Mark一下,使用这种方法前最好看下源码,没注意就出了个bug,我是解析一个文件,然后读line,按\t分隔,然后最后三位是空的""字符串,
split之后用 String[] 数组接之后就吞掉了后三位,就数组越界了,因为我的用法是line.split("\t") ,走的方法是第一个默认limit 是零。例如String str= "a,b,c,,,"; String[] strs = str.split(","); strs里面就只剩三个了,后面三个空都被程序吞掉了。数组长度不是预期的。
官方文档解释为:
limit为分割次数限制。limit >0 str分隔limit-1次,数组的长度将不大于n
limit<0 str尽可以能多的被分隔
limit = 0 就是默认的情况没有limit参数时,尾部的字符串就被舍弃了
解决办法:
String[] strs = str.split(",", -1); 走的是小于零的,尽可能多的被分隔。
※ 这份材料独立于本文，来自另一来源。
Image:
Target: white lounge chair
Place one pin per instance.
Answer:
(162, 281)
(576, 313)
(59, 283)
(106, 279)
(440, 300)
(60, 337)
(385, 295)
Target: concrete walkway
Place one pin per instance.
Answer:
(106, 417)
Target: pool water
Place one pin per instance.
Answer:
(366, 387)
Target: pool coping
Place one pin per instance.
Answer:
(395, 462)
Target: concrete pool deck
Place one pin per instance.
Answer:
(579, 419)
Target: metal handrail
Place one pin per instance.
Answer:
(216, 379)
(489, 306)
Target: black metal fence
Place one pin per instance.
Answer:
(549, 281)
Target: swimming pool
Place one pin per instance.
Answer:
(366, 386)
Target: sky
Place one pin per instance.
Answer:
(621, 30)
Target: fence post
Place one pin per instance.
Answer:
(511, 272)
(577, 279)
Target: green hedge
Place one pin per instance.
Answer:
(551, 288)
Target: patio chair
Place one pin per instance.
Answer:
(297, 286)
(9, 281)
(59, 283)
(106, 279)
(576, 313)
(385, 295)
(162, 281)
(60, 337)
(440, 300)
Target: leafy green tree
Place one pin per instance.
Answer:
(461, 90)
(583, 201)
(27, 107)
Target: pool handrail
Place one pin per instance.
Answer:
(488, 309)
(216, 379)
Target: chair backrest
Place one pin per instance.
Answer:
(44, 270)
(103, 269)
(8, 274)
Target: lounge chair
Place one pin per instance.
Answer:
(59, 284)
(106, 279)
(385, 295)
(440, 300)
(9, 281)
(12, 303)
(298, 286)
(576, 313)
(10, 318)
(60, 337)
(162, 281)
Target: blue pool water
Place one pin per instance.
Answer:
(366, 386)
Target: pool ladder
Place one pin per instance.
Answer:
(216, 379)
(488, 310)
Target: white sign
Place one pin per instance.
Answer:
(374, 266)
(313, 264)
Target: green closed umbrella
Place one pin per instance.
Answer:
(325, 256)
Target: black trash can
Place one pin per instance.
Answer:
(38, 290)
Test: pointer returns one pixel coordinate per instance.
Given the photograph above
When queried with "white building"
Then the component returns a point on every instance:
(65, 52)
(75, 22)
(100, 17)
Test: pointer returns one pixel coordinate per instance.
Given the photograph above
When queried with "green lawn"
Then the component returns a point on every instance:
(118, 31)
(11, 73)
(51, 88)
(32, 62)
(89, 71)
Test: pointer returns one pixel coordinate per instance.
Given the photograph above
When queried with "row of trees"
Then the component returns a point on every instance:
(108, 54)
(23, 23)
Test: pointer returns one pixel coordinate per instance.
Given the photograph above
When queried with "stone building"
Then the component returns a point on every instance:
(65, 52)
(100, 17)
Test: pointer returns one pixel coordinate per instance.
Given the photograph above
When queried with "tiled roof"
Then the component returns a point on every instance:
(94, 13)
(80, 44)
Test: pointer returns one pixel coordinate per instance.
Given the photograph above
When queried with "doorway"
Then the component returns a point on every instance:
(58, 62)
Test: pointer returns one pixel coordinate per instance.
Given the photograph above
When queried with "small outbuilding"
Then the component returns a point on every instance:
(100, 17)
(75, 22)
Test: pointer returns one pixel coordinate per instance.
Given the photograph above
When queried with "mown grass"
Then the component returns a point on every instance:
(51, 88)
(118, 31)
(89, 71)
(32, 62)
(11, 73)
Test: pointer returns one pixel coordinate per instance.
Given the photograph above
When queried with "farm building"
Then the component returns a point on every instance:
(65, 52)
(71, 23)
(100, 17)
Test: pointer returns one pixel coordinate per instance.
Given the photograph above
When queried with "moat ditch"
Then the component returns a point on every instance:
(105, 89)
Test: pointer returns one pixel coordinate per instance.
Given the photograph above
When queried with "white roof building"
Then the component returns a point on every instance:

空字符串会被保留到数组中。
源码:
public String[] split(String regex) {
return split(regex, 0);
}
public String[] split(String regex, int limit) {
/* fastpath if the regex is a
(1)one-char String and this character is not one of the
RegEx's meta characters ".$|()[{^?*+\\", or
(2)two-char String and the first char is the backslash and
the second is not the ascii digit or ascii letter.
*/
char ch = 0;
if (((regex.value.length == 1 &&
".$|()[{^?*+\\".indexOf(ch = regex.charAt(0)) == -1) ||
(regex.length() == 2 &&
regex.charAt(0) == '\\' &&
(((ch = regex.charAt(1))-'0')|('9'-ch)) < 0 &&
((ch-'a')|('z'-ch)) < 0 &&
((ch-'A')|('Z'-ch)) < 0)) &&
(ch < Character.MIN_HIGH_SURROGATE ||
ch > Character.MAX_LOW_SURROGATE))
{
int off = 0;
int next = 0;
boolean limited = limit > 0;
ArrayList<String> list = new ArrayList<>();
while ((next = indexOf(ch, off)) != -1) {
if (!limited || list.size() < limit - 1) {
list.add(substring(off, next));
off = next + 1;
} else { // last one
//assert (list.size() == limit - 1);
list.add(substring(off, value.length));
off = value.length;
break;
}
}
// If no match was found, return this
if (off == 0)
return new String[]{this};
// Add remaining segment
if (!limited || list.size() < limit)
list.add(substring(off, value.length));
// Construct result
int resultSize = list.size();
if (limit == 0) {
while (resultSize > 0 && list.get(resultSize - 1).length() == 0) {
resultSize--;
}
}
String[] result = new String[resultSize];
return list.subList(0, resultSize).toArray(result);
}
return Pattern.compile(regex).split(this, limit);
}